AS A RULE, I have never responded to the comments published below the Coffeeshop’s online edition. I was often tempted when some smart-ass went on a rant based on a complete misunderstanding of what I had written or attributed ulterior motives to me that did not exist, but in the end, I stayed loyal to the dictum, ‘when you dish it out you have to take it.’ (I do not think it was either Walter Scott or Shakespeare that said this.)

I feel obliged to break this rule today, not in order to argue with any of the commenters, but to put the record straight. Below last week’s coffeeshop, there were several commenters stating that the column was being written by someone else and that the “real P has left the stage” that the “original Patroclos has retired”. Others agreed with this speculation and bade the ‘real P’ farewell.

It was all very sweet of them. However, I would like to assure readers, that I am the real P, the original Patroclos, the same person I have always been and I have not retired, left the stage, or have surrogates doing my job, even though I have been tempted on many occasions to give up. But I am addicted to the weekly adulation and abuse I receive from my loyal customers, without which my life would have no meaning.
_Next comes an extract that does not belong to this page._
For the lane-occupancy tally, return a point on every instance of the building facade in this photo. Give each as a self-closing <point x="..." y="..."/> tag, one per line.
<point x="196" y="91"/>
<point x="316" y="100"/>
I have no plans to retire, even though in nine months’ time I will be old enough to go to the supermarket before 10am, because this year the Coffeeshop turns 30. I think only my friend Alecos Constantinides at Alithia has a longer running newspaper column.

 

SOME commenters arrived at their mistaken conclusion because they felt there was a decline in the quality of the coffeeshop, and instead of surmising that the real P was underperforming or had lost his touch, they assumed he had packed it in.

In a way this was quite flattering, but I should point that anyone can go through a period of bad form, including superstars like Messi and Ronaldo; and the Rolling Stones have produced bad albums, without anyone saying that their songs were written by someone else.

Of course, the Stones have been in decline since the late seventies when they produced their last great album, Some Girls, and it is entirely possible that Patroclos may be suffering the same fate. It might be time to release the Real P’s Greatest Hits, so that fans who are disappointed with the current output have something else to read on Sundays.

Alternatively, disappointed readers that can’t get no satisfaction from reading the Coffeeshop, could apply to be banned from reading it and we will take all necessary steps to satisfy their request.